Zod inclines his head once in acknowledgement that that is correct. He addresses his old friend, "Your son has the strength you sorely lacked Jor," he says it with an insulting overtone.

"What have you done to him?" Jor-El demands to know.

"I have done nothing except offer him the truth. When were you going to tell him about the Codex? When were you going to tell him that the means to resurrect our race was within him?"

Yes, they knew. Had discovered it hidden in Kal's cellular structure.

Jor-El remains stoic. "I would have told him when I believed he was ready."

Clark snorts, almost disgusted.

"You needed to learn what it meant to be human first," he addresses his son. "You needed the wisdom and maturity not to repeat our mistakes."

"And leaving me alone, leaving me to think I was the last, that was better?" Clark asks in disbelief. "That was an act of unbelievable cruelty, dad," he says the word mockingly, almost sneering in his contempt.

"I know it was harsh but if our race was to be brought back and thrive there had to be a bridge between our species and the humans."

"Was he always this infuriating?" Clark asks Zod.

"Frequently," Zod says with a hint of...admiration in fact. There was a reason he did consider Jor-El his friend.

"What would have we resurrected Kal? Him?" Jor-El asks, nodding in Zod's direction. "Look at him. He could have handled his arrival here in so many other ways. He could made peaceful overtones when he arrived. Instead he made threats. He could have negotiated asylum, made an offer to share this world or took what he needed and find another world to settle on. Instead he stands here, planning the genocide of the human race. He is a soldier down to his very last strand of DNA. He can't be anything else. He is a product of Krypton's failures."

Zod shakes his head and mutters under his breath.

"That is why you were born the way you were Kal. To break the cycle. To free you to be anything you choose."

"And I choose to save my race," Kal responds. His blue eyes narrow as he comes to stand face to face with his father. "I think you don't give the General and his soldiers here enough credit. Look at how they have adapted to survive. Wandering through space for decades. He might not like me saying this but he and they have grown beyond merely being soldiers."

On instinct Zod doesn't like what Kal is saying...yet he can't help but consider his words may have merit.

"You know I do appreciate what you were trying. I even understand it. And I am thankful you saved my life. After all who doesn't want to live but why here? Do you even understand the hell you put me through? Do you know how excruciatingly painful it was as my senses developed?" Kal asks, anger lacing through as his tone becomes short, like a whip cracking.

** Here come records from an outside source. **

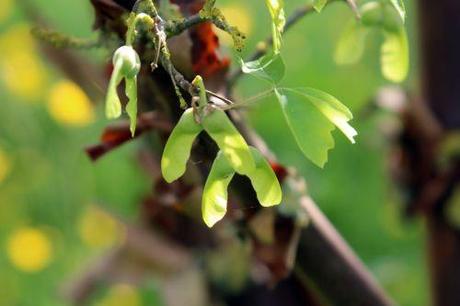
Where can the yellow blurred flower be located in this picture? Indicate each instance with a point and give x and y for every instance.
(21, 70)
(98, 229)
(5, 9)
(29, 249)
(68, 104)
(122, 294)
(236, 15)
(5, 166)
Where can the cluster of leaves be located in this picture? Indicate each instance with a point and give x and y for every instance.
(235, 156)
(311, 114)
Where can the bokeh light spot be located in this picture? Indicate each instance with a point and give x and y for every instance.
(69, 105)
(29, 249)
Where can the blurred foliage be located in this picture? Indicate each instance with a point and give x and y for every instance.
(54, 201)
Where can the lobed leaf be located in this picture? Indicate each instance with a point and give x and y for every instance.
(331, 108)
(264, 181)
(270, 68)
(178, 147)
(350, 46)
(229, 140)
(311, 115)
(276, 9)
(215, 194)
(394, 58)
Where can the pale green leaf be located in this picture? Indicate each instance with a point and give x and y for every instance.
(131, 107)
(311, 115)
(331, 108)
(264, 181)
(394, 58)
(112, 101)
(215, 194)
(229, 140)
(311, 130)
(400, 8)
(373, 14)
(178, 147)
(318, 5)
(270, 68)
(350, 46)
(276, 9)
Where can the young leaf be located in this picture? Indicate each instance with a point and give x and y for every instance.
(311, 115)
(394, 56)
(215, 194)
(350, 46)
(318, 5)
(178, 146)
(331, 108)
(264, 181)
(372, 14)
(269, 68)
(131, 107)
(112, 102)
(311, 130)
(229, 140)
(400, 8)
(276, 9)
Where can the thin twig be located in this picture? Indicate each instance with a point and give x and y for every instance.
(224, 99)
(174, 28)
(292, 20)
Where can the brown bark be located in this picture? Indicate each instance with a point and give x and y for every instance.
(439, 31)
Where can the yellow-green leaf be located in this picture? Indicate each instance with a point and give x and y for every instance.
(112, 101)
(350, 46)
(400, 8)
(264, 181)
(229, 140)
(311, 115)
(131, 107)
(276, 9)
(318, 5)
(394, 56)
(270, 68)
(178, 147)
(215, 194)
(331, 108)
(311, 130)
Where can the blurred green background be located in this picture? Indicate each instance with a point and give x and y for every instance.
(53, 199)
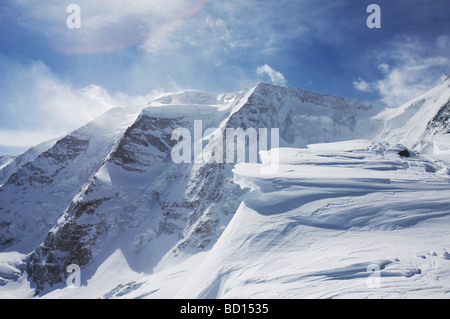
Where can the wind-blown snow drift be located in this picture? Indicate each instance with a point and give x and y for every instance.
(141, 226)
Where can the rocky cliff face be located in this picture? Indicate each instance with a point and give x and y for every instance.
(113, 184)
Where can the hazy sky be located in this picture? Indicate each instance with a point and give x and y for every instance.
(54, 79)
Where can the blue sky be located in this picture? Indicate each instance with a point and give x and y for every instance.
(54, 79)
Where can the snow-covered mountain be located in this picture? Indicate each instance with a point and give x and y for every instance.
(418, 123)
(109, 198)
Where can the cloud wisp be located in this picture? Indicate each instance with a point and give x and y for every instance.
(407, 71)
(276, 77)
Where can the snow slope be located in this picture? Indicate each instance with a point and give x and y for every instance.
(108, 198)
(417, 123)
(313, 229)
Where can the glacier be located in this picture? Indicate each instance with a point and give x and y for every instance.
(108, 198)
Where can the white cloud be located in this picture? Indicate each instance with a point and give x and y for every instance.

There is regret in Jor-El's face. "I am sorry Kal..."

Clark snorts. "He's sorry," he mutters. "Why Earth?" he asks. "There's lots of inhabited worlds in the galaxy. Some far more advanced than this one. Some who would have taken me in and looked after me. Worlds with red suns where my childhood wouldn't have been filled with agonies. You know I was lucky. I was found by a kind couple who chose to adopt me. Another may have just handed me over to the government. I can guess what sort of life I would have had then. Probably involved a laboratory and cutting me apart to find out how I ticked. It was a sheer fluke that that was not my fate wasn't it?"

"The alternative was your death along with Krypton's."

"That didn't address the question of why Earth. You notice that?" Clark asks Zod.

"I did," Zod confirms.

"The pain you endured was a trade off for the strength of the yellow sun. That strength you needed to give you the advantage to survive. As for why Earth? Because humans have potential. They have good in them. In many ways they are like what Kryptonian use to be many thousands of years ago. They only need a light, an example to follow to a future better than ours. To avoid our mistakes."

Clark folds his arms across his chest. "When were they suppose to follow me? Before or after decreeing me a threat and trying to capture me?"

"I never said the path would be easy."

"Your path," Clark snaps the correction. "That's the problem. You talk about choice but from the moment you decided to start talking to me it's been your path, the one you think best for me you've been pushing me along. It was never my path. It was never my choice."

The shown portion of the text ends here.